A Miami drug kingpin is found dead in the trunk of a rental car. The murder prompts a federal probe of his criminal enterprise, which is quickly tied to a U.S. bank that had both Latin American connections and lax anti-money laundering safeguards. The feds eventually uncover the criminal complicity of bank insiders-meaning that fines, lawsuits and perhaps jail time await senior executives and board members.

These are extraordinary circumstances, but crisis management consultant Davia Temin sees this happening all the time. That's because she helped craft this bank-meets-Scarface scenario as a wargame to teach bankers how to navigate through a sudden crisis.

In this Miami druglord case, each bank executive acts out multiple roles, so they can experience the crisis from the perspective of the troubled bank's CEO, chief counsel and other senior positions. They decide how to respond to unfolding events-in particular, working with authorities and regulators, reaching out to clients, and protecting the bank's image.
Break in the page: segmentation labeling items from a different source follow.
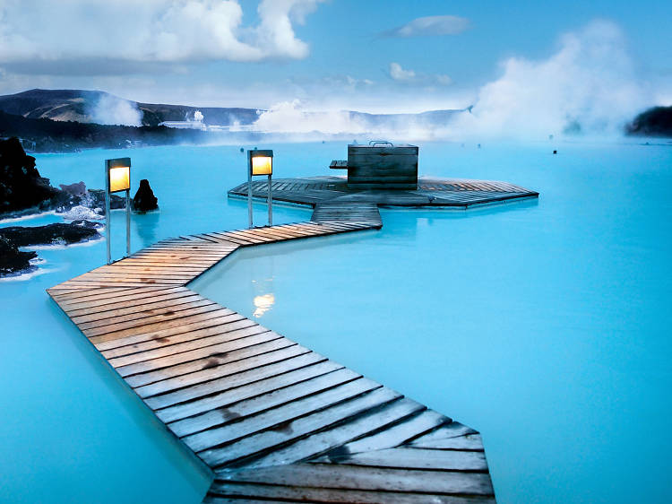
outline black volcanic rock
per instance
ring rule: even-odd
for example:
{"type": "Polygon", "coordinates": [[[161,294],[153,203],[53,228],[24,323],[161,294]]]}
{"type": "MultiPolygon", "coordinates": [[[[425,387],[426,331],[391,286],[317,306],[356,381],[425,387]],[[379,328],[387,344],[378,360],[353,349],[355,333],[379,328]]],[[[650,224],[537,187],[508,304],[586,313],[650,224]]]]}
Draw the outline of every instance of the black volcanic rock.
{"type": "Polygon", "coordinates": [[[59,193],[40,177],[16,137],[0,140],[0,213],[45,207],[59,193]]]}
{"type": "Polygon", "coordinates": [[[156,210],[159,208],[157,204],[159,200],[154,196],[154,191],[150,187],[150,181],[147,178],[142,178],[140,181],[140,187],[138,192],[133,196],[133,209],[135,212],[149,212],[150,210],[156,210]]]}
{"type": "Polygon", "coordinates": [[[654,107],[625,126],[627,135],[672,137],[672,107],[654,107]]]}
{"type": "Polygon", "coordinates": [[[0,238],[9,240],[15,247],[70,245],[99,237],[99,226],[89,221],[33,227],[11,226],[0,229],[0,238]]]}
{"type": "Polygon", "coordinates": [[[33,269],[30,259],[37,257],[35,252],[22,252],[6,238],[0,236],[0,276],[33,269]]]}

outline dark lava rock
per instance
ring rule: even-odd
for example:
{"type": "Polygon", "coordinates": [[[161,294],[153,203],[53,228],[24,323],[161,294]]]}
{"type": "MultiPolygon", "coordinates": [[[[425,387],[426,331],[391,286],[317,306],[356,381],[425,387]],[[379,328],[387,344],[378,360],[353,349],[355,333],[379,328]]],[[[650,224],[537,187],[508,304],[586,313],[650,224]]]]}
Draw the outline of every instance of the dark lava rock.
{"type": "Polygon", "coordinates": [[[0,276],[34,269],[30,261],[37,257],[35,252],[22,252],[8,240],[0,236],[0,276]]]}
{"type": "Polygon", "coordinates": [[[628,135],[672,137],[672,107],[654,107],[625,126],[628,135]]]}
{"type": "Polygon", "coordinates": [[[159,200],[154,196],[154,191],[150,187],[150,181],[142,178],[140,181],[138,192],[133,196],[133,209],[135,212],[149,212],[159,208],[159,200]]]}
{"type": "Polygon", "coordinates": [[[0,140],[0,213],[43,209],[58,193],[40,177],[35,158],[26,155],[18,138],[0,140]]]}
{"type": "Polygon", "coordinates": [[[96,229],[99,225],[89,221],[75,221],[70,224],[59,222],[34,227],[11,226],[0,229],[0,238],[10,240],[15,247],[69,245],[99,237],[96,229]]]}

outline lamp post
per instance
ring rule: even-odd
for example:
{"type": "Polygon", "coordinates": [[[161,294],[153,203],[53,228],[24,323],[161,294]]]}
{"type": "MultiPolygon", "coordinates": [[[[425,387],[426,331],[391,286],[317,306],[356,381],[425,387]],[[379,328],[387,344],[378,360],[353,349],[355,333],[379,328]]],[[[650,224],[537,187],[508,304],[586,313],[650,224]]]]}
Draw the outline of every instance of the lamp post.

The point isn't about learning to limit public relations damage or escape culpability, but getting CEOs and other leaders to see their shortcomings in risk management or to recognize business practices that can lead to trouble, says Temin, founder and CEO of Temin and Co.

What CEOs often take away from the simulated crisis is "how denial can destroy themselves and their organizations," she says.

By role-playing through this situation-and doing so in the shoes of various C-level and legal positions-executives at Temin's seminars also learn about the missteps that can occur in a crisis.

In the Miami scenario, for instance, many CEO stand-ins decide early on to turn the incident over to their chief legal counsel and COO. It's only later they learn those officials had themselves signed off on weak AML or know-your-customer controls that allowed the druglord's scheme to prosper. And the COO was also found to have had personal ties to the criminal underworld.

The bankers who played these lead roles in the mock crisis understood they leaned too heavily on their lieutenants to make the problem go away, rather than looking deeper at the facts for themselves. CEOs better understand afterward they cannot take so much for granted, says Temin. They realize that "they need to be much more hands on."

Richard Torrenzano, CEO of Torrenzano Group, also stages crisis discussion panels around reputation management, and says he finds institutions most often must overcome denial-both about the seriousness of a problem as it develops, and how much a lack of planning hurts effective response efforts.

There are any number of crises-a stock market crash, an executive's death or a major client's bankruptcy-that could lead to the need for emergency response actions, says Temin.

Role-playing is a way for bank leaders to gauge their team's crisis attributes, and "see who's really good at thinking on their feet and who isn't," she says.

Role-playing is especially effective because it can simulate anxiety, uncertainty, and rapidity of a crisis more than other preparatory exercises, she says. The goal is to make senior bankers "cooler under pressure when the real thing happens."